= Daniel Avery (Latter Day Saints) =

Early Mormon leader

Daniel Avery (July 1, 1798 – October 16, 1851) was an early leader in the Latter Day Saint movement and was a leader of the Church of Jesus Christ of Latter Day Saints (Strangite) after the succession crisis of 1844.

==Background==
Avery was born at Edson Corners, Oswego, New York, on 1 July 1797. The date of his baptism into the early Latter Day Saint church is unknown, but he was present with the Latter Day Saints in Missouri when they began to be driven out of that state in 1838. In December 1839, movement founder Joseph Smith called on Avery to organize a quorum of elders in Montrose, Iowa. On January 4, 1840, Avery was ordained president of the elders quorum in Montrose by Abraham O. Smoot.

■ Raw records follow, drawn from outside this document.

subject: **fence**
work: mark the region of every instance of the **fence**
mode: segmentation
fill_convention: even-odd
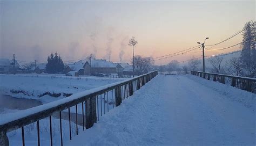
[[[256,78],[191,71],[191,75],[256,93]]]
[[[39,121],[44,119],[44,120],[45,119],[49,120],[49,126],[47,126],[50,130],[49,144],[52,145],[52,120],[56,120],[56,118],[59,119],[59,142],[60,145],[63,145],[63,133],[65,132],[63,130],[64,127],[62,127],[62,125],[63,120],[69,121],[69,126],[68,126],[68,129],[66,129],[65,132],[69,130],[69,137],[71,140],[71,122],[75,123],[76,135],[78,134],[78,125],[82,126],[83,130],[85,130],[85,128],[88,129],[91,127],[103,113],[105,114],[111,108],[120,105],[122,100],[132,95],[134,91],[139,90],[157,74],[157,71],[153,71],[127,81],[87,90],[68,98],[18,112],[16,116],[8,117],[0,121],[0,145],[9,145],[9,141],[6,133],[17,129],[21,129],[21,143],[22,142],[22,145],[25,145],[24,126],[34,122],[36,122],[37,144],[40,145]],[[76,112],[72,113],[70,108],[73,106],[75,106]],[[78,106],[80,110],[78,110]],[[80,114],[78,114],[78,110],[82,110],[79,111]],[[71,115],[76,119],[75,120],[71,120]]]

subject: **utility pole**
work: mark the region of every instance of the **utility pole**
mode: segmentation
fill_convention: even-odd
[[[15,75],[15,54],[14,54],[14,75]]]
[[[132,54],[133,56],[133,63],[132,63],[132,69],[133,69],[133,77],[134,77],[134,46],[132,46]]]
[[[202,43],[202,48],[203,48],[203,72],[205,71],[205,43]]]
[[[134,47],[136,44],[137,44],[138,41],[135,40],[135,37],[132,36],[132,38],[130,39],[129,43],[128,45],[132,46],[132,55],[133,55],[133,62],[132,62],[132,68],[133,68],[133,77],[134,77]]]
[[[205,39],[205,41],[204,43],[200,43],[198,42],[197,43],[201,44],[202,45],[202,49],[203,49],[203,72],[205,72],[205,40],[209,39],[209,38],[206,38]]]

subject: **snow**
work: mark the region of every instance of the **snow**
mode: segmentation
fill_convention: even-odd
[[[37,68],[38,68],[38,69],[41,69],[41,70],[45,69],[46,66],[46,64],[45,63],[39,63],[39,64],[37,64],[36,65]],[[35,67],[33,67],[30,69],[30,70],[35,70],[35,69],[36,68]]]
[[[0,59],[0,65],[1,66],[10,66],[11,62],[9,59]]]
[[[116,68],[116,65],[111,61],[105,60],[92,60],[92,68]],[[89,60],[82,60],[77,62],[68,64],[70,68],[74,71],[79,71],[83,69],[84,64],[87,62],[90,64],[91,61]]]
[[[40,100],[43,103],[48,103],[63,98],[64,93],[76,93],[125,79],[36,74],[0,75],[0,94],[34,99]],[[26,94],[12,93],[10,92],[11,90],[24,91]],[[61,96],[58,98],[46,96],[39,97],[46,92],[61,93]]]
[[[255,145],[255,98],[194,76],[158,75],[65,143]]]

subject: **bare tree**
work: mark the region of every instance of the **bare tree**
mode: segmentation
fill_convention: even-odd
[[[96,56],[95,56],[95,54],[92,54],[92,53],[91,53],[89,55],[88,55],[87,57],[86,57],[86,59],[87,60],[90,60],[90,59],[93,59],[93,60],[95,60],[96,59]]]
[[[153,69],[154,60],[152,57],[143,57],[141,56],[135,56],[131,62],[134,64],[134,70],[138,75],[147,73]]]
[[[199,60],[196,59],[194,56],[188,62],[188,67],[191,70],[198,70],[198,66],[201,63]]]
[[[172,60],[167,64],[167,69],[169,72],[177,71],[179,67],[178,61],[177,60]]]
[[[188,68],[187,65],[184,65],[182,67],[182,70],[183,70],[183,72],[185,74],[188,74]]]
[[[233,57],[226,62],[226,70],[229,75],[240,76],[242,75],[242,68],[239,60]]]
[[[213,71],[215,73],[219,74],[220,72],[221,65],[223,58],[216,56],[209,58],[208,60],[213,67]]]
[[[133,67],[133,77],[134,77],[134,47],[138,43],[138,41],[135,39],[135,37],[132,36],[132,38],[131,38],[129,40],[129,42],[128,43],[128,45],[132,46],[132,54],[133,54],[133,60],[132,61],[132,67]]]
[[[29,71],[33,67],[35,67],[35,64],[32,63],[24,64],[23,65],[23,68],[27,71]]]

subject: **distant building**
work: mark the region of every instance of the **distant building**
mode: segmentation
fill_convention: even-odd
[[[71,71],[75,71],[78,72],[79,75],[84,75],[84,65],[85,60],[80,60],[73,63],[68,64],[64,69],[64,72],[68,73]]]
[[[79,72],[79,75],[95,75],[116,74],[116,65],[111,61],[106,60],[83,60],[77,62],[68,64],[65,68],[65,72],[71,71]]]
[[[128,63],[116,63],[117,72],[119,77],[132,76],[133,75],[132,65]]]
[[[0,73],[12,74],[14,72],[14,63],[12,60],[7,59],[0,59]],[[17,61],[15,61],[15,70],[20,69],[20,66]]]
[[[111,61],[106,60],[92,60],[86,61],[84,66],[85,75],[93,75],[98,73],[111,74],[117,73],[117,67]]]
[[[37,64],[36,67],[32,67],[30,70],[34,72],[37,74],[41,74],[45,72],[45,68],[46,67],[46,63],[40,63]]]

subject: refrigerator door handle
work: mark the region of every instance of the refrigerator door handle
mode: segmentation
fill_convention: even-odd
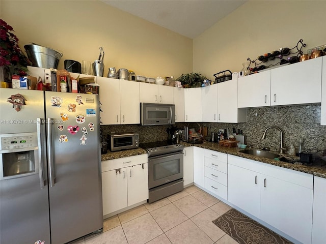
[[[55,168],[53,162],[53,152],[52,151],[52,121],[53,119],[47,118],[47,162],[49,167],[49,175],[50,176],[50,186],[55,186]]]
[[[39,156],[39,175],[40,176],[40,186],[41,189],[44,188],[44,179],[43,177],[43,164],[42,164],[42,145],[41,145],[41,126],[42,126],[42,120],[41,118],[37,118],[37,147]]]

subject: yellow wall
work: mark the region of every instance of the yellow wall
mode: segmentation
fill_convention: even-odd
[[[300,39],[304,53],[326,44],[325,9],[325,1],[249,1],[194,39],[193,70],[213,80],[220,71],[239,71],[248,57],[292,48]]]
[[[192,71],[193,41],[97,1],[1,1],[0,16],[21,48],[31,42],[61,51],[65,59],[93,63],[103,46],[108,68],[136,75],[178,77]]]

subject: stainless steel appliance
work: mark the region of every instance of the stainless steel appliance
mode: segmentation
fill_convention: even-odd
[[[98,104],[0,88],[0,243],[62,244],[102,230]]]
[[[139,135],[132,133],[109,134],[107,142],[111,151],[137,148],[139,146]]]
[[[148,202],[183,190],[183,146],[164,141],[142,143],[148,155]]]
[[[174,115],[174,104],[141,103],[142,126],[173,125]]]

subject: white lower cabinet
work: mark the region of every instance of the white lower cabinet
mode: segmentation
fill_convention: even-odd
[[[312,243],[326,241],[326,178],[314,176]]]
[[[282,232],[311,243],[312,175],[229,156],[228,201]]]
[[[204,188],[204,148],[194,146],[193,149],[194,183]]]
[[[102,162],[103,215],[148,199],[147,155]]]
[[[205,149],[204,156],[205,189],[226,200],[228,155]]]
[[[183,149],[183,187],[194,182],[194,147]]]

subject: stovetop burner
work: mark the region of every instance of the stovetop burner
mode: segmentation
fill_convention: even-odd
[[[162,155],[183,150],[183,146],[182,144],[170,141],[141,143],[139,146],[147,151],[148,157]]]

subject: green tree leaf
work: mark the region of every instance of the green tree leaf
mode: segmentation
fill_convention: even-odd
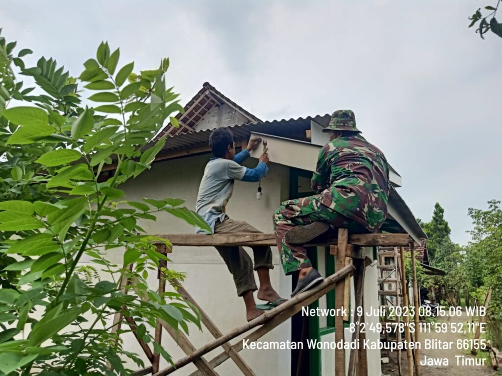
[[[95,147],[100,145],[103,141],[107,140],[115,134],[118,129],[118,127],[114,126],[101,129],[87,139],[82,148],[82,151],[87,153],[92,151]]]
[[[31,215],[35,211],[35,207],[29,201],[11,200],[0,202],[0,210],[8,210],[10,212]]]
[[[117,67],[120,55],[120,50],[118,48],[110,55],[110,59],[108,61],[108,71],[110,75],[113,75],[115,72],[115,68]]]
[[[34,260],[23,260],[22,261],[18,261],[7,265],[4,268],[4,270],[24,270],[25,269],[29,269],[35,262]]]
[[[81,138],[91,131],[94,127],[92,110],[86,108],[71,125],[71,137],[74,140]]]
[[[52,167],[66,164],[80,159],[82,155],[72,149],[58,149],[42,155],[35,162],[44,166]]]
[[[10,245],[9,253],[21,253],[47,245],[57,245],[52,241],[53,236],[50,234],[37,234],[24,239],[15,241]]]
[[[23,125],[18,128],[7,140],[7,144],[25,145],[33,143],[44,137],[50,136],[55,129],[48,124]]]
[[[61,171],[47,182],[48,188],[60,186],[68,182],[71,179],[77,176],[83,171],[89,171],[87,165],[78,163],[62,169]]]
[[[33,51],[30,50],[29,48],[24,48],[19,51],[18,54],[18,57],[22,58],[23,56],[25,56],[27,55],[29,55],[30,54],[33,54]]]
[[[47,253],[37,259],[31,267],[31,271],[35,272],[40,270],[45,270],[49,267],[56,264],[63,258],[63,255],[58,252]]]
[[[199,227],[210,234],[213,232],[211,228],[200,216],[186,208],[175,208],[165,209],[165,210],[175,217],[183,220],[189,225]]]
[[[0,354],[0,370],[9,374],[33,361],[37,356],[36,354],[23,355],[19,352],[3,352]]]
[[[102,80],[101,81],[95,81],[90,82],[84,86],[84,87],[91,90],[108,90],[111,89],[114,89],[115,85],[113,85],[113,82]]]
[[[100,112],[105,112],[107,114],[119,114],[122,112],[120,108],[114,104],[104,104],[102,106],[98,106],[97,107],[95,107],[94,109]]]
[[[17,125],[46,125],[49,122],[47,113],[38,107],[21,106],[5,110],[3,115]]]
[[[117,75],[115,78],[115,83],[117,86],[120,87],[122,85],[126,80],[133,72],[134,69],[134,62],[126,64],[117,73]]]
[[[133,82],[132,84],[129,84],[120,91],[120,99],[125,99],[129,98],[140,90],[140,87],[141,87],[141,82]]]
[[[92,94],[89,97],[89,100],[94,102],[118,102],[118,96],[114,93],[103,91]]]
[[[124,253],[124,265],[130,265],[141,257],[141,252],[135,249],[128,249]]]
[[[46,315],[37,322],[30,332],[28,339],[32,346],[40,346],[60,330],[74,321],[82,313],[80,307],[68,310],[54,317]],[[49,317],[49,319],[47,318]]]

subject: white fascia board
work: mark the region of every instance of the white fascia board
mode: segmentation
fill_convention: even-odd
[[[317,124],[315,122],[312,122]],[[251,136],[259,137],[267,140],[269,159],[271,162],[313,172],[315,171],[319,151],[326,144],[325,142],[316,144],[256,132],[252,132]],[[251,156],[260,158],[262,151],[263,147],[261,146],[251,152]],[[390,168],[389,179],[394,186],[401,186],[401,177],[392,167]]]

On December 2, 1843, Avery was kidnapped at Bear Creek Precinct, Hancock County, Illinois, by a group which included Levi Williams, John Elliott, and others, who accused him of stealing a horse and colt about four years earlier. Avery spent several weeks in a Missouri prison at Monticello, Lewis County, Missouri, but was released on December 25 after a successful habeas corpus petition.

After the death of Joseph Smith, Avery became one of the carpenters charged with finishing the construction of the Nauvoo Temple. When Brigham Young announced that he would lead the Latter Day Saints to the Salt Lake Valley, Avery chose instead to follow the leadership of James J. Strang, who was gathering Latter Day Saints in Voree, Wisconsin. From 1846 to 1848, Avery was a member of the high council at Voree for Strang's Church of Jesus Christ of Latter Day Saints.

Avery died on 16 October 1851 at Camden, Illinois.